Classifying Random Cat Facts using NLP and Sentiment Analysis

Natural Language Processing using SpaCy and Classifying Random Cat Facts Retrieved Via a Web API Into Positive, Negative or Neutral Using Sentiment Analysis.

In this tutorial, we will be retrieving random cat facts using a Web API with the requests package in python.

Next, we will use NLP with spaCy to tokenise, remove stop words and apply lemmatization on our text data.

Finally will use the cleaned data and then perform sentiment analysis using the textblob package to create a score for each fact and to see whether the score is:

  • Positive: Score > 0
  • Negative: Score < 0
  • Neutral: Score = 0

GitHub

The notebook is available on my GitHub. I would suggest cloning the repository for anyone looking to work on the code themselves.

Required Packages

If the package is failing to import, you can resolve the issue using pip e.g.

!pip3 install pandas
# Import Packages and Libraries
import json
import requests
import pandas as pd
import numpy as np
from textblob import TextBlob
import spacy
from spacy import displacy
from spacy.matcher import Matcher
from urllib.request import urlopen
import plotly.express as px
import matplotlib.pyplot as plt
import itertools
from wordcloud import WordCloud 
from collections import Counter
import cufflinks as cf


Retrieve Random Cat Facts

The API I am using to retrieve the random cat facts, automatically generates a random fact each time you call the specified URL. Each time it will append the results to responses.

def retrieve_cat_facts(url, no_facts):
    '''
    Retrieve Random Cat Facts Using API call
    Append Into Responses
    '''
    responses = list()
    for i in range(0,no_facts):
       response = requests.get(f"{url}") 
       data=json.loads(response.text)
       responses.append(data)
    return responses, response

responses, response = retrieve_cat_facts(url = 'https://cat-fact.herokuapp.com/facts/random', no_facts = 20)

Output

The function will append all the responses from the function into dictionaries within a list. This is just a snapshot of the first dictionary within the list.

You can use the following code below to check that the API call is succesful.

if response.status_code == 200:
  print('Successful API call')

Load Pre-trained Model

nlp = spacy.load('en')

Create Lists of Lists of ‘Text’ Data

I decided to create a list of lists of all the random cat facts, as we are only concerned with the text data.
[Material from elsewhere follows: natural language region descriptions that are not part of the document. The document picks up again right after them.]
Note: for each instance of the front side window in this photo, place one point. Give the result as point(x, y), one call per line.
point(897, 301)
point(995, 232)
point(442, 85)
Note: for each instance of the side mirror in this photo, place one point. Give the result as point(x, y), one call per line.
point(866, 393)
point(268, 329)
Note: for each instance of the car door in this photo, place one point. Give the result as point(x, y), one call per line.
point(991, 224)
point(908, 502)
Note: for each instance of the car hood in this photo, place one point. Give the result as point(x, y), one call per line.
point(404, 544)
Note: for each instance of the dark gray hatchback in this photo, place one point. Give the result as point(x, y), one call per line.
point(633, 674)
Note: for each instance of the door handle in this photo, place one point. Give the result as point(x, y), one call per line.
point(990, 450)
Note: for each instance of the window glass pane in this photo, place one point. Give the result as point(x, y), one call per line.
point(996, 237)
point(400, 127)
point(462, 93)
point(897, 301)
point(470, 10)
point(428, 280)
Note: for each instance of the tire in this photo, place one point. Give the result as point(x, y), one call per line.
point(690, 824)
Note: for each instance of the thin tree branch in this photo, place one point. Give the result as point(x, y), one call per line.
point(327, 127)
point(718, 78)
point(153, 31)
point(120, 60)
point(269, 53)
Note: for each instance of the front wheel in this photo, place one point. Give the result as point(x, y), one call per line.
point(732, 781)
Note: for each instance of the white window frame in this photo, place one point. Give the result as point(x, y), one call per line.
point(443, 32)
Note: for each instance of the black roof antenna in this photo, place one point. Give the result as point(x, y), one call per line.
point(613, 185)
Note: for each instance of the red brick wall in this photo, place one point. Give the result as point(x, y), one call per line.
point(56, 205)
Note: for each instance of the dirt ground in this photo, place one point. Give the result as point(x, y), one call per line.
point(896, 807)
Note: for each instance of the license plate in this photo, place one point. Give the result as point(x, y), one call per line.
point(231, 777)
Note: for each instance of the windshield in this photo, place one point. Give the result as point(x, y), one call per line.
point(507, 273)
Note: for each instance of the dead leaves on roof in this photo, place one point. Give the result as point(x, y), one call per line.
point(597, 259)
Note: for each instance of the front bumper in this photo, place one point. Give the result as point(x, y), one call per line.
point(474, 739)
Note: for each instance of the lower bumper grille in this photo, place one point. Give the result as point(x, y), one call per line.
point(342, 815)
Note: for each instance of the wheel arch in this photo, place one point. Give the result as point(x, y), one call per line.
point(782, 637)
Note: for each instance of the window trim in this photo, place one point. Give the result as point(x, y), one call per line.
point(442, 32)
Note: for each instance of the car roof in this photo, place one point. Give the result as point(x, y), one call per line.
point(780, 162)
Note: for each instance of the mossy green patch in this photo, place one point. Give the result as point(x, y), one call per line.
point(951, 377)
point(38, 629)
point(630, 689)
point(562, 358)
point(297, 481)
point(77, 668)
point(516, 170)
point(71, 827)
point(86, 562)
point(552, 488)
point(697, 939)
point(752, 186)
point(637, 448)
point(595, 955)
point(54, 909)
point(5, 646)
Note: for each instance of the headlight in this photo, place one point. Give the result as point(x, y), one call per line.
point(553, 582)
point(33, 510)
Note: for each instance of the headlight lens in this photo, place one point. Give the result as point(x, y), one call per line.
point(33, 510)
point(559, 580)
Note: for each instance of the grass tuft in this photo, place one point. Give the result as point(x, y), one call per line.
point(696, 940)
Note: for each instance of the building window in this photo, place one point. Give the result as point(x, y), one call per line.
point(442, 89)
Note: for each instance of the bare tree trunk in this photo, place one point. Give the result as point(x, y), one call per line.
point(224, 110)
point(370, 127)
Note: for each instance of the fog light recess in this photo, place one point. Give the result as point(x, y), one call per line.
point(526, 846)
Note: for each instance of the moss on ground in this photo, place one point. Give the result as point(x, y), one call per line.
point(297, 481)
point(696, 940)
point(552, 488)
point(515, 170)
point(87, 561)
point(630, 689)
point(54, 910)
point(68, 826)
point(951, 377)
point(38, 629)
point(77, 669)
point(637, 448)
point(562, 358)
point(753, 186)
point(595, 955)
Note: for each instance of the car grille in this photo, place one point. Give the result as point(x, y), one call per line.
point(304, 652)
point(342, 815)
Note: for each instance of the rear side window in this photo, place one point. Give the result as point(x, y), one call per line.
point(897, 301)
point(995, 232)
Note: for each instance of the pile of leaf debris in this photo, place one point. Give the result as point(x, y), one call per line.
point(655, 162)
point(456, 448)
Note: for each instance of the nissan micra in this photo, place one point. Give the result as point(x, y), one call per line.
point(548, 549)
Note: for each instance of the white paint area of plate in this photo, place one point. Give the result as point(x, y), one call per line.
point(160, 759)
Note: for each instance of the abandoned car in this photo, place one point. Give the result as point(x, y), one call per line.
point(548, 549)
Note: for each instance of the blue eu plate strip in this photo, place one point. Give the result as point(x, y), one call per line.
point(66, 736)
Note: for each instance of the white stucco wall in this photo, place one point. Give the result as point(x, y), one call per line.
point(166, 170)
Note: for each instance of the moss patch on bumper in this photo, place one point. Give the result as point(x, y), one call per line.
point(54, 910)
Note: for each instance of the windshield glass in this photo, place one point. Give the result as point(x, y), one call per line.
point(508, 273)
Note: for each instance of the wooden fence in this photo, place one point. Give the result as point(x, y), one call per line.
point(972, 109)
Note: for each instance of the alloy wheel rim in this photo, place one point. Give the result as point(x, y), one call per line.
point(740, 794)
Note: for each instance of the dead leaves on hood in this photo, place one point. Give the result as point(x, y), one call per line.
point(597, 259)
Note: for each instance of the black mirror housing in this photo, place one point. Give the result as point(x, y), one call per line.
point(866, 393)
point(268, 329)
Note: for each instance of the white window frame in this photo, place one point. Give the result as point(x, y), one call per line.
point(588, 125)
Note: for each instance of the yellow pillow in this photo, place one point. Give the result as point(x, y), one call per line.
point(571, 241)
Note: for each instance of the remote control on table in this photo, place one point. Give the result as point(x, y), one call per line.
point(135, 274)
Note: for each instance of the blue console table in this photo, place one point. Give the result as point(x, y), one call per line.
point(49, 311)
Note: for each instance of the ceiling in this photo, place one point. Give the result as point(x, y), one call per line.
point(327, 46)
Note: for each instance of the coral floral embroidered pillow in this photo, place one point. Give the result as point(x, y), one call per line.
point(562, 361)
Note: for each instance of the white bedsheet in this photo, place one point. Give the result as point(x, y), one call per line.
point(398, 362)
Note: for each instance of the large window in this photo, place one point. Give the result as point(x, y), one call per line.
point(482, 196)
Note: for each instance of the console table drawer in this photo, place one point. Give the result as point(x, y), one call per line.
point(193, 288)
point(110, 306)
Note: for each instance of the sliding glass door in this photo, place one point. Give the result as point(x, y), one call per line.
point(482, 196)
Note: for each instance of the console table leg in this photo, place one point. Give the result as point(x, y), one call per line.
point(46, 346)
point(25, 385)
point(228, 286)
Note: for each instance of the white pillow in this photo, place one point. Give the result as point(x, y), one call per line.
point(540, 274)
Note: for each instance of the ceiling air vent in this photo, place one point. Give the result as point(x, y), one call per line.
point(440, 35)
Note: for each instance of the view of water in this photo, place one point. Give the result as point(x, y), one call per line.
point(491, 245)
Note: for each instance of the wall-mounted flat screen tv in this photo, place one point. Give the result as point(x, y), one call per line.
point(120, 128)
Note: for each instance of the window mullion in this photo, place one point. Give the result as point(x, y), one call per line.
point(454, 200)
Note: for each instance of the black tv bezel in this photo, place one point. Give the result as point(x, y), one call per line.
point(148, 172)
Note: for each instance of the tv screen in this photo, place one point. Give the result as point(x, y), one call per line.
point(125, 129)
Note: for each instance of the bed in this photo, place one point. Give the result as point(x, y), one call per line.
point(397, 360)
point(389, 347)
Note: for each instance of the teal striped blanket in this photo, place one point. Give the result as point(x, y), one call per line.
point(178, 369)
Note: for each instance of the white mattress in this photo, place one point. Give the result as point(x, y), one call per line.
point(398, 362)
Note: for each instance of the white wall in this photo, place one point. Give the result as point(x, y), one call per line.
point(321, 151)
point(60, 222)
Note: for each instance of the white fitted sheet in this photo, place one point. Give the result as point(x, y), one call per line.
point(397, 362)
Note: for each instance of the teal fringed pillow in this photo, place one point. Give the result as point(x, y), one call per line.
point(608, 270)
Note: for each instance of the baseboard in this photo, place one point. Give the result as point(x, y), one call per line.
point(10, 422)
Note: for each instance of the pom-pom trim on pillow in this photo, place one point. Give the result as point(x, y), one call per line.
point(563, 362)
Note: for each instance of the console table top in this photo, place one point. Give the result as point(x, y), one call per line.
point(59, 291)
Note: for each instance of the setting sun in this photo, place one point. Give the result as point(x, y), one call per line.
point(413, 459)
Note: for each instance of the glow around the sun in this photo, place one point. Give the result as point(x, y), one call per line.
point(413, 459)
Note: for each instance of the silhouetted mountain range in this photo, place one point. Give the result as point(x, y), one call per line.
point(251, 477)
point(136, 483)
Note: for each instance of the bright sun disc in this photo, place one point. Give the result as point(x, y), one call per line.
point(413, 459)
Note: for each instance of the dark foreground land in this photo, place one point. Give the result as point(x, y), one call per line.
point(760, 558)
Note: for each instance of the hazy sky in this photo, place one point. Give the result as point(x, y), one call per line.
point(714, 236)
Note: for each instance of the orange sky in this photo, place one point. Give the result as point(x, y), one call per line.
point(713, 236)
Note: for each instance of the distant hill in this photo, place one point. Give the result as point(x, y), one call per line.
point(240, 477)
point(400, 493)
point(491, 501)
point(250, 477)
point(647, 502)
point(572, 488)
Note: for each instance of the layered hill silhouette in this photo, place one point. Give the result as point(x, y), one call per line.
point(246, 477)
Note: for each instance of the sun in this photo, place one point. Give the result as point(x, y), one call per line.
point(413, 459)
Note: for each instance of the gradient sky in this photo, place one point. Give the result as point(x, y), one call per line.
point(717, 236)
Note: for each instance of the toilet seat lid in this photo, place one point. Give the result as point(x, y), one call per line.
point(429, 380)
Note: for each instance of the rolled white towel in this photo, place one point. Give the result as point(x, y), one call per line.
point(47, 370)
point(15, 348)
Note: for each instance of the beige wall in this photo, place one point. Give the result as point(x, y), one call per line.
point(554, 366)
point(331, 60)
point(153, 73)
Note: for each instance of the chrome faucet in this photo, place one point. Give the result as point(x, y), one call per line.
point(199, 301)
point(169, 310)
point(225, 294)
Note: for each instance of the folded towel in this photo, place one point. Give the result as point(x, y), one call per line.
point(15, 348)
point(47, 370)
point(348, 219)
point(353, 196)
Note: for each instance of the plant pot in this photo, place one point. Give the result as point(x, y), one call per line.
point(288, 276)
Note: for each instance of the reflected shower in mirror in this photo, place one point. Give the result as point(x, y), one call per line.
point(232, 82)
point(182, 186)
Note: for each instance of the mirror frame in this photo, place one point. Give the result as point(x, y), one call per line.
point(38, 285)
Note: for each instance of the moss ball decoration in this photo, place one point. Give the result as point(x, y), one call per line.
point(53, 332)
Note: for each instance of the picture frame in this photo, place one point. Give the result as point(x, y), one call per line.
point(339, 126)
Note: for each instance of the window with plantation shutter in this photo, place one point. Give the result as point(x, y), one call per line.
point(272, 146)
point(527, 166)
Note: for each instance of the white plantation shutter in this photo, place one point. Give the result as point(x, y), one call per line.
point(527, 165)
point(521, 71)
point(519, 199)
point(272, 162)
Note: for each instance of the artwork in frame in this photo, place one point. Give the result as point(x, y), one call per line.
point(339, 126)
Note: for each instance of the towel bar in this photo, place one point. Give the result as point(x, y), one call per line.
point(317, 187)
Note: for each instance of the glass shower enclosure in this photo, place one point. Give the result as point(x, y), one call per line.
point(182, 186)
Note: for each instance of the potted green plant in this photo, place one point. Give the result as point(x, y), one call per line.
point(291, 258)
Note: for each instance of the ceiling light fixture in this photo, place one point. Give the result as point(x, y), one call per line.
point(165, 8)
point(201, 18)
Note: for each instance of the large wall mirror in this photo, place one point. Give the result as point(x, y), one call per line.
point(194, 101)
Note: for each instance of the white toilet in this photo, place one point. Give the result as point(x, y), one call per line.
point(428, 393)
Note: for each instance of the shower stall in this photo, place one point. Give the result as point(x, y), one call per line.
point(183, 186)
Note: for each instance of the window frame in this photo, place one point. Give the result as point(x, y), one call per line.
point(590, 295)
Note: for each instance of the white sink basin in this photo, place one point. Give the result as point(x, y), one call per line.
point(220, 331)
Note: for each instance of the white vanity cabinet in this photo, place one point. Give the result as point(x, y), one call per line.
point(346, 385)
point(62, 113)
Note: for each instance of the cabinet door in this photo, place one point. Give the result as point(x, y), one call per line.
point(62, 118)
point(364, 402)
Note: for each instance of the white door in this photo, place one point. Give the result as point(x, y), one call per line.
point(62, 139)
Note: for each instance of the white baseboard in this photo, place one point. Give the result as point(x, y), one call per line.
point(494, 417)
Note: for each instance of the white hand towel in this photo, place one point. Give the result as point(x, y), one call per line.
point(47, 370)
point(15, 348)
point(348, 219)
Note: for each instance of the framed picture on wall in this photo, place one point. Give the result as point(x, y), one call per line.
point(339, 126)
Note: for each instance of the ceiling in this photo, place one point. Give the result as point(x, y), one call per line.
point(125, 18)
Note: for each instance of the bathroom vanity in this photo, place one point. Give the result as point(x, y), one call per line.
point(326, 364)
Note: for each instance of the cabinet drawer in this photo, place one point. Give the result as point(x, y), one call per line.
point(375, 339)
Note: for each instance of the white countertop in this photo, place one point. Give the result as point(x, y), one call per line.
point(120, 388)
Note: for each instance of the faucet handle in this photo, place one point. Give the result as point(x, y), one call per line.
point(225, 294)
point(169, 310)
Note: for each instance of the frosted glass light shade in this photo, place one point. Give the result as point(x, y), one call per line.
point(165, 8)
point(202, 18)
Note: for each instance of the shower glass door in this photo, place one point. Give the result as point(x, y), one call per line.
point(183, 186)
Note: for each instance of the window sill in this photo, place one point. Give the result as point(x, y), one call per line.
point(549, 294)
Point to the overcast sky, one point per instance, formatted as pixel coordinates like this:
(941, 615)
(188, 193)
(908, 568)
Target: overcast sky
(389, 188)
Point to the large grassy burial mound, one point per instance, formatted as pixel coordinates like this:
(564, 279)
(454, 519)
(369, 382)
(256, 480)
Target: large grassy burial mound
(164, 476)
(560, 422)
def create_list_of_lists(number_of_facts):
    '''
    Create A List Of Lists for the 'text' columns
    '''
    doc_responses = list()
    for x in range (0, number_of_facts):
        doc = nlp(responses[x]['text'])
        doc_responses.append(doc)
    return doc_responses
doc_responses = create_list_of_lists(20)


Length of Sentences

The following code will loop through the words of each sentence, before outputting the number of words in a sentence.

def getLengthSentences(number_of_facts, responses):
    '''
    Get Length of Sentence for each random cat fact
    '''
    for z in range (0, number_of_facts):
        #passing  text into nlp object
        sentence = nlp(responses[z]['text'])
        #Identify the sentences using attribute
        sentences = list(sentence.sents)
        # Reading the sentences
        for sent in sentences:
            print('Sentence: ', sent)
            print("The length of the sentences:", len(sent))
            
getLengthSentences(20, responses)


Stop Words

Stop words are the most common words in any NLP model. To analyze text data and build NLP models, these stopwords might not add much value to the meaning of the document. Generally, the most common words used in a text are

  • “the”
  • “is”
  • “in”
  • “a”

We will remove the stopwords from our text data before scoring our random cat facts.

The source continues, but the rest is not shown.